The study does have some limitations that should be considered in interpreting the results and conclusions. The final reported analysis is not matched, that the participant numbers are relatively small, especially for men. Also, there are no data on the association of the oral microbiome measurements with markers of immune status of the participants (eg, serum or oral cytokines, cell markers, etc).

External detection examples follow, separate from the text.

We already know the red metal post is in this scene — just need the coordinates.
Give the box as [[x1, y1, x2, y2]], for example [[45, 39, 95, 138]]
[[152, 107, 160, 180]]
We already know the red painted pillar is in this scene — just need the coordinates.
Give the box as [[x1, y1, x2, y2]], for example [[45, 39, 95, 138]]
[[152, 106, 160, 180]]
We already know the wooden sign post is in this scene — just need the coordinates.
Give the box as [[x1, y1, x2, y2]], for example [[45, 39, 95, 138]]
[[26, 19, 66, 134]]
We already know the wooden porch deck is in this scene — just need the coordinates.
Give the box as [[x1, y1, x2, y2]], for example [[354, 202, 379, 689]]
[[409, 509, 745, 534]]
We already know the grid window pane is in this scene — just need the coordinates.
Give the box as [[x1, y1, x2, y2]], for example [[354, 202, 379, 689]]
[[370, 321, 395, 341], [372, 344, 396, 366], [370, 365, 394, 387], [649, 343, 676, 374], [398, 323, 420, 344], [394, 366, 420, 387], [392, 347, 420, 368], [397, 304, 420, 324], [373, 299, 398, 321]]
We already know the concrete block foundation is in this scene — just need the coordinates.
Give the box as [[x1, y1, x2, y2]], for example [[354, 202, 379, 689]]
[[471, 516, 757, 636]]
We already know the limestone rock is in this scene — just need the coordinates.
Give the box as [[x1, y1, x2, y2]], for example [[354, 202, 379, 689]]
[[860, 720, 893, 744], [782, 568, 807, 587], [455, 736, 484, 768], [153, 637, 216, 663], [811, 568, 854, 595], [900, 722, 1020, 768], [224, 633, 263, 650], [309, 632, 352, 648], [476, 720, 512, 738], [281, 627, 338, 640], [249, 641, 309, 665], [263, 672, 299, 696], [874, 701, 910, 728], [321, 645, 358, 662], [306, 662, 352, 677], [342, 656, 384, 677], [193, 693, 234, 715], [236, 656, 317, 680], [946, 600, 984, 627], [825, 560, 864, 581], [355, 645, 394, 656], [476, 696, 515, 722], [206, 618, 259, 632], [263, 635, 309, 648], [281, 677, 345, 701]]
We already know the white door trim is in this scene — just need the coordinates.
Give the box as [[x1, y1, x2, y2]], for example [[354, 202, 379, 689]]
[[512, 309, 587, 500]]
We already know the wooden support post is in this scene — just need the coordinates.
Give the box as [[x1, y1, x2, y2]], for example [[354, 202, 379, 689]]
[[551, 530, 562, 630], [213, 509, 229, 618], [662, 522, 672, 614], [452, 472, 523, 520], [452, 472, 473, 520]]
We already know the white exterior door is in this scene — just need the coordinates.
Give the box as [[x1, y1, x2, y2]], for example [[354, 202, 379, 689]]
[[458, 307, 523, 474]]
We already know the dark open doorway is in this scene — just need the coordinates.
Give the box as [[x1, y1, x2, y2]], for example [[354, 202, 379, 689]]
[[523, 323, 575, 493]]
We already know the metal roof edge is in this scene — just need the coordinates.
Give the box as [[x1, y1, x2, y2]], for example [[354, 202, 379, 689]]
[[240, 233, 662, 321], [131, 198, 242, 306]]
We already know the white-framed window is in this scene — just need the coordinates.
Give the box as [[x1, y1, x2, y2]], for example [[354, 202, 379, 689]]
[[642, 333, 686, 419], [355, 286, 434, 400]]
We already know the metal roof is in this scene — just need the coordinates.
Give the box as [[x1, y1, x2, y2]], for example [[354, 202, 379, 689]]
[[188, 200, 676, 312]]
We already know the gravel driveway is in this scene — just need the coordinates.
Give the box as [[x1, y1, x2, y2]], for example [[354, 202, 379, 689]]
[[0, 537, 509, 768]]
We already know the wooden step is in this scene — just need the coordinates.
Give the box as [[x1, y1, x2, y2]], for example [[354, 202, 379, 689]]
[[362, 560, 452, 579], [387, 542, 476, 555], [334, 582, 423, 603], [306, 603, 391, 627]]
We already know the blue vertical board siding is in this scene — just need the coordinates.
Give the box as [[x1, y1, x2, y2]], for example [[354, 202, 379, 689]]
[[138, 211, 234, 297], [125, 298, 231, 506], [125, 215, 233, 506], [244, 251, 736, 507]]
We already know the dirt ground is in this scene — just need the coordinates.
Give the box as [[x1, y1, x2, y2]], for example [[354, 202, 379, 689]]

Notwithstanding these limitations, in light of careful adjustments for covariates collected in these populations, and the fact that these findings replicate those of smaller studies done earlier in another part of China in non-smokers suggest that the results are robust and the observed loss of α-diversity, combined with specific taxa abundance may well play a mechanistic role in the genesis of lung cancer in non-smokers. There are a number of questions that are provoked by this study. First, how stable is the human oral microbiome over time? Second, if the human oral microbiome varies over time, what determines that variability? Third, how does the ambient environment such as exposure to air pollutants, affect the oral (and lung) microbiome? A recent study by Wu et al 7 described the environmental microbiome in metalworking fluid and human microbiome in lung to answer questions of pathogenesis in an occupational lung disease characterised by bronchiolitis, alveolar ductitis and emphysema with B cell primary lymphoid follicles (BADE) among patients exposed to metalworking fluids. They provide the first evidence in humans that the microbiome of one’s environment can seed and shape the lung microbiome. Finally, in terms of questions being provoked by the study, it remains unclear whether the oral microbiome as measured in this (and other) epidemiological study represents a causative agent or only a marker of disease or immune activity. If it is the former, then it will be important to understand whether the oral microbiome actually seeds the lung microbiome and thus acts locally.

It will be interesting to see more studies of the oral, nasal and lower respiratory tracts in relation to environmental exposures and various lung disorders. The oral cavity and nasopharynx are the foyers to the lung and further understanding of the functional aspects of the microbiome in these compartments will surely help shed light on disease pathogenesis and disease modification.